December 26, 2012 at 8:37 pm
Hi all,
I have created a SSIS package. In the control flow i have a Execute SQL task which will truncate my staging table and followed by a Data Flow task that loads the source data to my destination staging table. Currently, my Data Flow consist of only a OLE DB Source and a OLE DB destination. However i would like to define the life range of data in my staging table but i do not know how to achieve that. Meaning i will only extract a specified range of data from source and load it into the staging table. In my source, there are two varchar fields EVENT_D and EVENT_T. So for example, if i run my package at 26/12/12 11:00:00, Data to be extracted and load into staging are data with EVENT_D + EVENT_T between 23/12/12 07:00:00 to 26/12/12 08:00:00
and if i run my package at 27/12/12 14:00:00 my loaded data will be between:
27 Dec 0800 - 73 hours TO 27 Dec 0800.
and if i run my package at 27/12/12 07:59:00(which is v rare) my loaded data will be between:
23/12/12 07:00:00 to 26/12/12 08:00:00
Is this achievable? I guess one of the problem would be my two varchar field and it is in the format of DD/MM/YYYY hh:mm:ss
Thanks,
10e5x
December 26, 2012 at 9:37 pm
You may use a conditional split transformation in the Data flow tab. You can write any number of conditions in this transformation and each condition have a respective output.
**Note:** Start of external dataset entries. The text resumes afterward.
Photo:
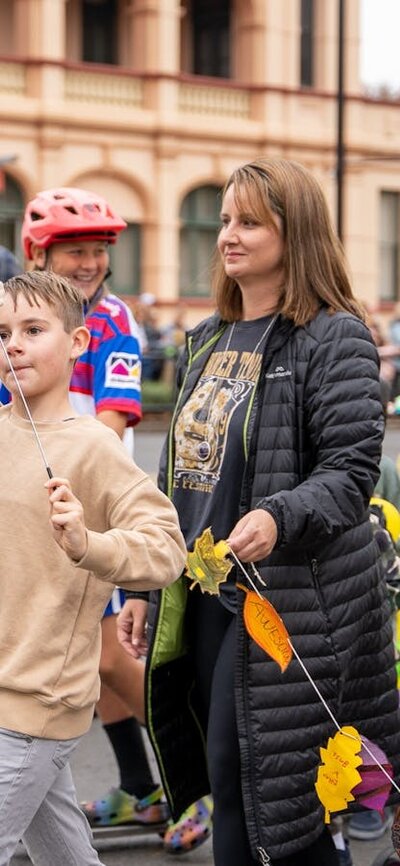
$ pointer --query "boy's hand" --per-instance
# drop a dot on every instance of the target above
(131, 627)
(254, 536)
(66, 518)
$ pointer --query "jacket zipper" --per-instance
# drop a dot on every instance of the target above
(263, 856)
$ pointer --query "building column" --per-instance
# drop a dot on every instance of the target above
(160, 262)
(40, 35)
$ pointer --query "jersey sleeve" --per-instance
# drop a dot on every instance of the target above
(117, 373)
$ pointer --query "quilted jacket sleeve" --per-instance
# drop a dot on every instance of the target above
(344, 424)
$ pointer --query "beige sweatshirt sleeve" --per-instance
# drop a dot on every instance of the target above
(144, 547)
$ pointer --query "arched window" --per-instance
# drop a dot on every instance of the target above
(307, 43)
(199, 227)
(206, 38)
(11, 213)
(99, 31)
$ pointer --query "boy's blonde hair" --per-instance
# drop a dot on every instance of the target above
(314, 265)
(57, 292)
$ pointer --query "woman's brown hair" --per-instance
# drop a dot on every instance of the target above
(314, 263)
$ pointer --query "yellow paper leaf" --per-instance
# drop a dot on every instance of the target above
(207, 565)
(337, 776)
(267, 629)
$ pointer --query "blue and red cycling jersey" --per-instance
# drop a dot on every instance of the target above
(107, 375)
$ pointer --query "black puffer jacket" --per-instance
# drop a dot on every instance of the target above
(314, 448)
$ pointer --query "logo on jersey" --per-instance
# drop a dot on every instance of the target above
(123, 370)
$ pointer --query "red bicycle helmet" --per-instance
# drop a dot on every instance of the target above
(68, 213)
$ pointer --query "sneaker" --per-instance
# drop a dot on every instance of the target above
(344, 855)
(368, 825)
(192, 828)
(118, 807)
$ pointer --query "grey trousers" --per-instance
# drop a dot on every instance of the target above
(38, 803)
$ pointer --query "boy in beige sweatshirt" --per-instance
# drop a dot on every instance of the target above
(66, 541)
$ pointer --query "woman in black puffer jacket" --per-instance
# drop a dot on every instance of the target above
(275, 443)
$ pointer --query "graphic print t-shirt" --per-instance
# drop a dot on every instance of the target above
(210, 435)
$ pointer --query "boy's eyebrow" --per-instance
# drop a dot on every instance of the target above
(28, 321)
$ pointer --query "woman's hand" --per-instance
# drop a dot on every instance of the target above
(66, 518)
(131, 627)
(254, 536)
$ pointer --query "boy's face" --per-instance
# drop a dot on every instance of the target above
(84, 263)
(40, 350)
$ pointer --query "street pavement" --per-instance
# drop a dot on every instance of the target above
(94, 766)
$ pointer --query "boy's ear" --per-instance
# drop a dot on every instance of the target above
(80, 341)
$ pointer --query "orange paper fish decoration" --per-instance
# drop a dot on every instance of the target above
(338, 774)
(267, 629)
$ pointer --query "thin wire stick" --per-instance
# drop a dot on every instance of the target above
(27, 410)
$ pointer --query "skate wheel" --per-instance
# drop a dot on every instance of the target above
(386, 858)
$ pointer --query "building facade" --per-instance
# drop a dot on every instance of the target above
(152, 103)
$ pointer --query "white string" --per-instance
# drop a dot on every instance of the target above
(309, 677)
(26, 407)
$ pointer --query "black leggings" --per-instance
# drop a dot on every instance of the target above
(212, 631)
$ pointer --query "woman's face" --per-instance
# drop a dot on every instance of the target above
(251, 252)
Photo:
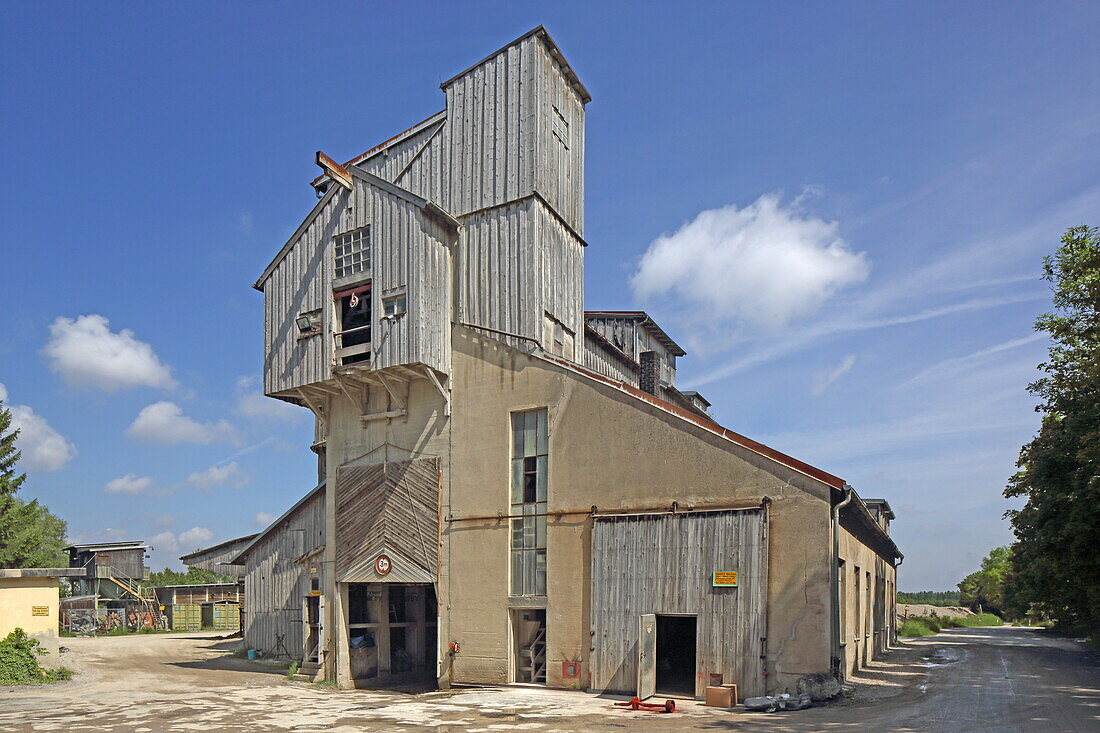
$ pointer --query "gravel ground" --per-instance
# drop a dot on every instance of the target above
(966, 679)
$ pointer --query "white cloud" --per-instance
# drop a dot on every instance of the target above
(824, 380)
(253, 404)
(130, 484)
(763, 265)
(229, 474)
(164, 542)
(164, 423)
(43, 448)
(194, 538)
(85, 352)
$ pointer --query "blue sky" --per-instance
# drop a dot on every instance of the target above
(839, 210)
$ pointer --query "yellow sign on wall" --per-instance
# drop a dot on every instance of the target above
(724, 579)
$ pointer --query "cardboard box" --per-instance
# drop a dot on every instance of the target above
(722, 696)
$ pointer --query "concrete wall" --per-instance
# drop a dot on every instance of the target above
(613, 450)
(18, 598)
(867, 634)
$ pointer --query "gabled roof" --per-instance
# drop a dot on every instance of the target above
(106, 547)
(286, 515)
(400, 137)
(647, 323)
(428, 207)
(540, 31)
(213, 548)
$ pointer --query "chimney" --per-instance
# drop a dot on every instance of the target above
(649, 373)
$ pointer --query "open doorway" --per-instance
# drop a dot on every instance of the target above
(529, 641)
(675, 655)
(392, 634)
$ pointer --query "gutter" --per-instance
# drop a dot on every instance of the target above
(835, 592)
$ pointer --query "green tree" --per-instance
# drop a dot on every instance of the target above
(30, 535)
(1055, 569)
(983, 590)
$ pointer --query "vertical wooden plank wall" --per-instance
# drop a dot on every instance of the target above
(662, 564)
(274, 583)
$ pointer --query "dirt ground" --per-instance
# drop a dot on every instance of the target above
(966, 679)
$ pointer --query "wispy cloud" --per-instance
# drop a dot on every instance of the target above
(825, 380)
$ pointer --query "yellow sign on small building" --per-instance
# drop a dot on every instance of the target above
(724, 579)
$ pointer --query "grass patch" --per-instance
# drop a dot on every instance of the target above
(915, 626)
(19, 662)
(981, 620)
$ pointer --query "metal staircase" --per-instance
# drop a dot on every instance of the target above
(532, 658)
(150, 602)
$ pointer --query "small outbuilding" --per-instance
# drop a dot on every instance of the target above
(30, 599)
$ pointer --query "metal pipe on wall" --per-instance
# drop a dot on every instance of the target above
(838, 667)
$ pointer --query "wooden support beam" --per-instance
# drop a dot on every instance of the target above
(443, 392)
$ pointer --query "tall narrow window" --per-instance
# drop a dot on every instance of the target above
(529, 448)
(352, 252)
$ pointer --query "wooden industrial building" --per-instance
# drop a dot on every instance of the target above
(514, 490)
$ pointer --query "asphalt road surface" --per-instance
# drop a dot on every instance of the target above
(999, 679)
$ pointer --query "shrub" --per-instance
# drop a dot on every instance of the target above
(19, 662)
(915, 626)
(981, 620)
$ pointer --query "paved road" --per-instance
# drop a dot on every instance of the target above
(969, 679)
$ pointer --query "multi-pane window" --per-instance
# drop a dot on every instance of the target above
(352, 251)
(529, 447)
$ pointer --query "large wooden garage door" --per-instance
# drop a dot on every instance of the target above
(664, 564)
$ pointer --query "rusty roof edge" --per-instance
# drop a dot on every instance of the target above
(708, 425)
(865, 514)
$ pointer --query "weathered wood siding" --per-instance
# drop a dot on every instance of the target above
(662, 564)
(501, 134)
(559, 164)
(300, 283)
(409, 252)
(392, 509)
(274, 583)
(517, 264)
(600, 358)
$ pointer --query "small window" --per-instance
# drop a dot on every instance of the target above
(352, 252)
(560, 128)
(308, 324)
(394, 306)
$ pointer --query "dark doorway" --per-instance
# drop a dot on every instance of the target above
(675, 655)
(392, 634)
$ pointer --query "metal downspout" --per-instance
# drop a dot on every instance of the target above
(835, 576)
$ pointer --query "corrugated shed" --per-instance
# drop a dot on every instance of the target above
(275, 583)
(663, 565)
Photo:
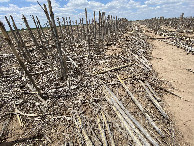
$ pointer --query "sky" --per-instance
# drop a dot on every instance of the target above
(130, 9)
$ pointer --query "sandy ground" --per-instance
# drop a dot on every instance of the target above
(175, 66)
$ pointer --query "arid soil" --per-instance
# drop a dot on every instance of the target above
(175, 66)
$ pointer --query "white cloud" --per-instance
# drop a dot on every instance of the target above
(1, 1)
(129, 9)
(35, 1)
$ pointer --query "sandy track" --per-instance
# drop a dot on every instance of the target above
(175, 66)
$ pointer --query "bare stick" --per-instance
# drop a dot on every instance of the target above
(141, 108)
(20, 61)
(154, 100)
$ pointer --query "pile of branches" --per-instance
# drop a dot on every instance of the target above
(86, 84)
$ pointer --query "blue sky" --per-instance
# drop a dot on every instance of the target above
(130, 9)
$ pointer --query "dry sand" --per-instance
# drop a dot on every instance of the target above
(175, 66)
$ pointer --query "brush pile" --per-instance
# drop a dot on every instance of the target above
(83, 84)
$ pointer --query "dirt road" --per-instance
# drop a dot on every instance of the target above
(175, 66)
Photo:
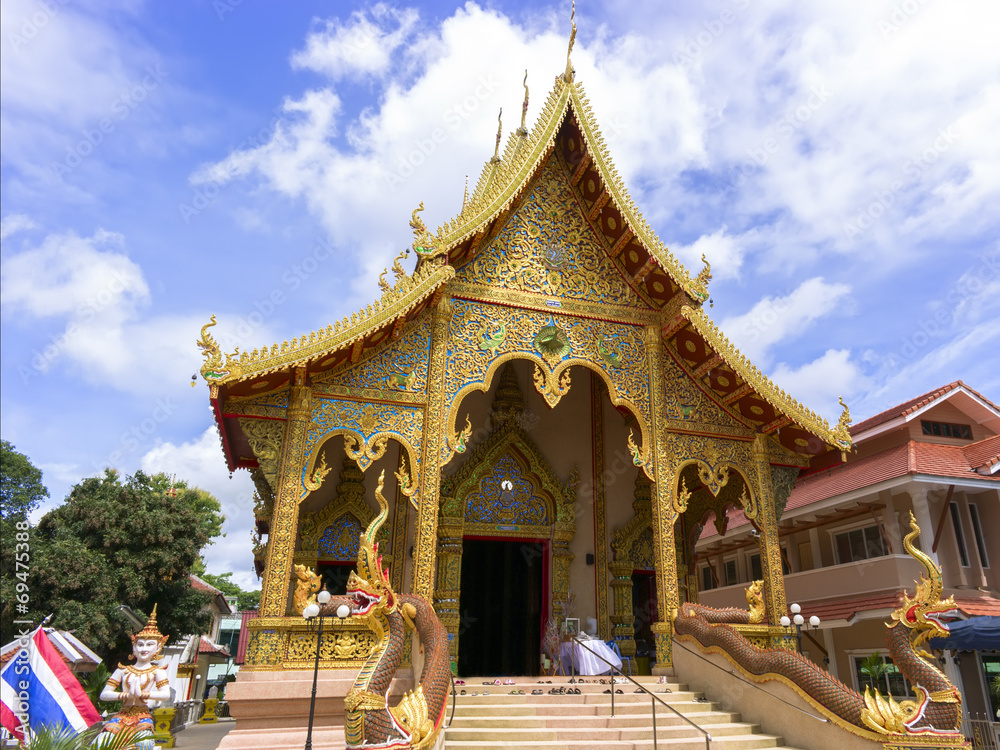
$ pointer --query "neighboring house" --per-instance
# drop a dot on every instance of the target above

So which ever condition is satisfied that specific data can be directed to the next step as you want.
You can also use functions to change the datatype of your columns as per your need
December 27, 2012 at 1:53 am
Depending on the nature of your OLEDB source (is it an RDBMS?), the most efficient way would be to CAST the varchar date/time columns to a single column with a datetime datatype and use a select query with an appropriate WHERE clause to provide the data (and not just the whole table).
An even better way would be to add a proper datetime column to the source data, but I'm assuming that's not allowed? If there's a lot of data in this table and it's growing, any method is going to gradually grind to a halt, unless you are somehow able to get a useful index on it (eg, in SQL Server, on a computed datetime column added to the base table).
The absence of evidence is not evidence of absence.
Martin Rees
You can lead a horse to water, but a pencil must be lead.
Stan Laurel
December 27, 2012 at 2:09 am
Hi Phil,
Once again thanks for replying and helping. Ya my source it is from RDBMS. Your suggestions are too complicated to me. I am trying some other simpler way. Maybe two new derive column of EVENT_D and EVENT_T as datetime first then use conditional split. Btw are u able to help me with the expression?
December 27, 2012 at 2:18 am
Is the source a SQL Server database?
The absence of evidence is not evidence of absence.
Martin Rees
You can lead a horse to water, but a pencil must be lead.
Stan Laurel
December 27, 2012 at 2:48 am
Its Oracle View
December 27, 2012 at 2:54 am
OK, then you need help from an Oracle developer to design your SELECT statement for the OLEDB source.
Select col1, col2
from table
where [convert varchar date and time to datetime] between [startdate] and [enddate]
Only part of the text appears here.